Not coincidentally did we chose the start date; our readers will understand why. What we see on the chart is that during the crisis in the 70’s the savings rate (red line) did rise to +10%. During the financial boom that followed people had been saving steadily less as the opportunity cost of saving was simply too high. Nowadays the savings rate has reached a point where it could almost only go up more from here. That implies less spending.
The real disposable income per citizen (blue line) seems to be topping in the last years. There is not too much room left for additional spendings.
Are we right to conclude that consumers (at least in the US, and very likely in Europe as well) do not have the ability AND willingness to take on more debt in order to spend more? Maybe there is some spending fatigue occurring. As the French use to say: c’est trop.
Eric Sprott presented an economic viewpoint to look at this. He wrote the following in “solution is the problem”:
High levels of debt, or debt overhangs, cause more problems. Recent work by Carmen Reinhart and Kenneth Rogoff (Harvard University) demonstrates that banking crises are strongly associated with large increases in government indebtedness, long periods of unemployment and, ultimately, some form of default. They identify a threshold of 90% debt-to-GDP as the trigger to a debt crisis.
Looking at the same phenomenon from another angle Darryl Schoon discussed in his latest video message a possible end game scenario of the debt and credit based economy:
Credit and debt based economies must constantly expand because the money fed into it goes in the form of DEBT. All money created in capitalist economies comes in the form of loans. There is so much debt because that phantom of money is nothing but a debt machine with a happy face plastered on it loaning you money so you can pursue your dreams. Where does the money come from? It is nobody’s money; it is money that they made up out of thin air!
Banking is a Ponzi scheme put in place to drain off the productivity of all human beings. It is a Ponzi scheme that was once put in place, and that is now reaching the end of its lifespan. Now it is collapsing. Capitalism works as long as it is expanding. Why? That is why the focus is on GROWTH. Because time itself has become valuable and everything has become monetized and tied to a loan. The longer the loan is outstanding the more interest has to be paid on that loan which compounds CONSTANTLY. The reason why economies have to expand is because the aggregate amount of debt is constantly expanding. So to pay off that constantly compounding aggregate amount of debt, credit has to go into the system hoping that it will induce enough new economic activity and profits to pay off the constantly compounding aggregate debt that is constantly growing larger.

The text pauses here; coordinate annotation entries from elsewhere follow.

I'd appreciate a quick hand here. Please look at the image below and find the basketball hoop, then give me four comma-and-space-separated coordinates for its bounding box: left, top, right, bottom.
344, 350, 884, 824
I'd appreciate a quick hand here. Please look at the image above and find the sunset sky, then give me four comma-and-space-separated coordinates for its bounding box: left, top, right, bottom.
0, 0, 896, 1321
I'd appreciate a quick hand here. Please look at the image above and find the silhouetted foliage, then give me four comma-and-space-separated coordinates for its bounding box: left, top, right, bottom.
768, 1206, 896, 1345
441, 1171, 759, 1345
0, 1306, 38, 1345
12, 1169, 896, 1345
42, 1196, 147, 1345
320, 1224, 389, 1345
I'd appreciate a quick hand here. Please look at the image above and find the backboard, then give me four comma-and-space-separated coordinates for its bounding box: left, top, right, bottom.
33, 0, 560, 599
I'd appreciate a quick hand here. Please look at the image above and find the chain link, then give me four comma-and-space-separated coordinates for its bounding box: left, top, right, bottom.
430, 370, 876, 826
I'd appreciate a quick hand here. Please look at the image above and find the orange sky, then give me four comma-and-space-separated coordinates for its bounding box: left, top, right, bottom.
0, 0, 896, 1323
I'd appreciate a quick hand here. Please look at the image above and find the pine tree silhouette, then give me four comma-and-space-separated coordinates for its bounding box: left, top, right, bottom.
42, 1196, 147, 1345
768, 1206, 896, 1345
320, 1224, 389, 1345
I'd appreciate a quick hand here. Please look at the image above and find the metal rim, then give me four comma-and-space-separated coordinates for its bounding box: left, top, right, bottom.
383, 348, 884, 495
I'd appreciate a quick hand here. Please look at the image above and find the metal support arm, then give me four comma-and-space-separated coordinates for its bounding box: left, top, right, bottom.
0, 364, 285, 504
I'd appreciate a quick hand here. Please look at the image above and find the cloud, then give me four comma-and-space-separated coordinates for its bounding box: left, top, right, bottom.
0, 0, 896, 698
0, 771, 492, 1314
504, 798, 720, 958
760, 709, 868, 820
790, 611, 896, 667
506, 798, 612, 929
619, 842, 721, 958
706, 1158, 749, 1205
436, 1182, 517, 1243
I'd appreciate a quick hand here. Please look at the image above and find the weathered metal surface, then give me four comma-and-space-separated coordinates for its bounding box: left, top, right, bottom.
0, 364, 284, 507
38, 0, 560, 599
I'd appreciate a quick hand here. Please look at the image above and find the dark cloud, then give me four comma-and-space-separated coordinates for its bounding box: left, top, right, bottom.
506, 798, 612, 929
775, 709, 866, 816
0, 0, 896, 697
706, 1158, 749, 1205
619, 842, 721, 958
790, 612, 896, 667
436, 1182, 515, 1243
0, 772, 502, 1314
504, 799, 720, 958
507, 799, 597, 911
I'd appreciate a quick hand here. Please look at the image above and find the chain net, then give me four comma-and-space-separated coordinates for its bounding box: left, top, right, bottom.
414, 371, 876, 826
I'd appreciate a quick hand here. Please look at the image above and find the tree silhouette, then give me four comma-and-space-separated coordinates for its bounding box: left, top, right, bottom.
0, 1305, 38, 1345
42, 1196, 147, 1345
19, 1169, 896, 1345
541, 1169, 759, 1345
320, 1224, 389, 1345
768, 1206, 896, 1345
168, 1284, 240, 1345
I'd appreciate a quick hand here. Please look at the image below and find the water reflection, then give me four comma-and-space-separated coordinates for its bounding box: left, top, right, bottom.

Whatever the reality is, only time will tell if humanity has arrived at a critical point. As usual, there will be no black-and-white answers, and perception management techniques will be used to play with the facts. But we cannot ignore the growing number of signs that “we the people” are suffering from bubble fatigue. An increasing number of people is looking for more balance in different area’s in their lives. Maybe, just maybe, this could be a factor that central planners did not take into account in their calculations and theories, and one with serious implications. Only time will tell.